= MP-PET =

Madhya Pradesh-Pre Engineering Test was a state level examination organised by the Vyapam Board for admission to Engineering Colleges in Madhya Pradesh, India. After 2007 over 1 million students participated in the exam each year It was conducted by Vyapam, the Professional Examination Board of Madhya Pradesh. Vyapam had been conducting the MP-PET since 1981. PET was based on syllabus of subjects Physics, Chemistry and Mathematics of grade 11 and 12.

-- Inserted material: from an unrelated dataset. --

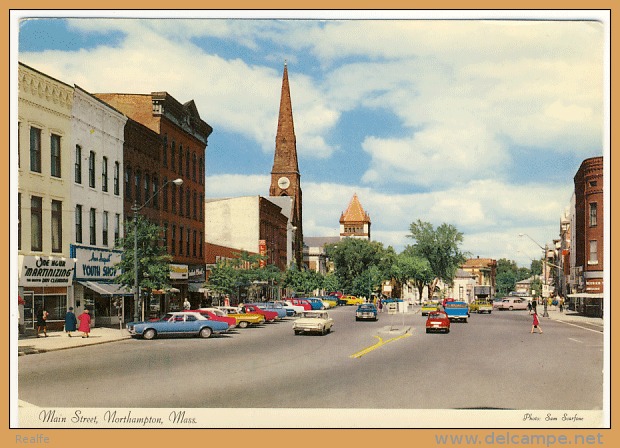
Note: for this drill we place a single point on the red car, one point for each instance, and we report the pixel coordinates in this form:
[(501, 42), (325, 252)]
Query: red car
[(301, 302), (231, 321), (437, 321), (270, 316)]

The examination is replaced by Joint Entrance Examination in 2014.

==Format==
MP PET format of exam paper was objective type questions with single correct choice. Till, 2011 PET exam was conducted in 2 sets containing 100 questions each, first set of Mathematics and other of Physics and Chemistry. Each set was of 2 hours duration. But, in 2012 and 2013, PET was conducted in 1 set only of 3 hours duration and containing 100 questions of Mathematics and 50-50 questions from Physics and Chemistry. The marking scheme was +1 for correct answers and 0 for the incorrect answer. Earlier the marking used to be out of 900 points (300 each for Physics, Chemistry, and Mathematics), and it included negative marking. 3 points for the correct answer and -1 for the wrong answer.

MP-PET 2015 Eligibility

1. Students should pass in 10+2 scheme of MP Board of Secondary Education or equivalent with Physics, Chemistry, Maths and English securing 55% marks in aggregate.
2. Compartmental candidates are not considered.
3. Candidates who have appeared in the final year exam are also eligible.
4. Age of Candidates must be not more than 21 years on October 1 of the year of admission.

MP-PET 2015 Exam Pattern

It consists of objective type multiple choice questions (MCQs) in Mathematics, Physics and Chemistry (300 marks each).
[The first part of MP-PET exam will have questions based on the subjects Mathematics, Physics and Chemistry. The second part will be optional and it can be any one of the following subjects such as Physics & Chemistry, Physics & Biotechnology and Physics & Biology. Totally 100 questions will be asked and each part carries 50 questions.]
Medium of the exam is English.
There is no negative marking in this test.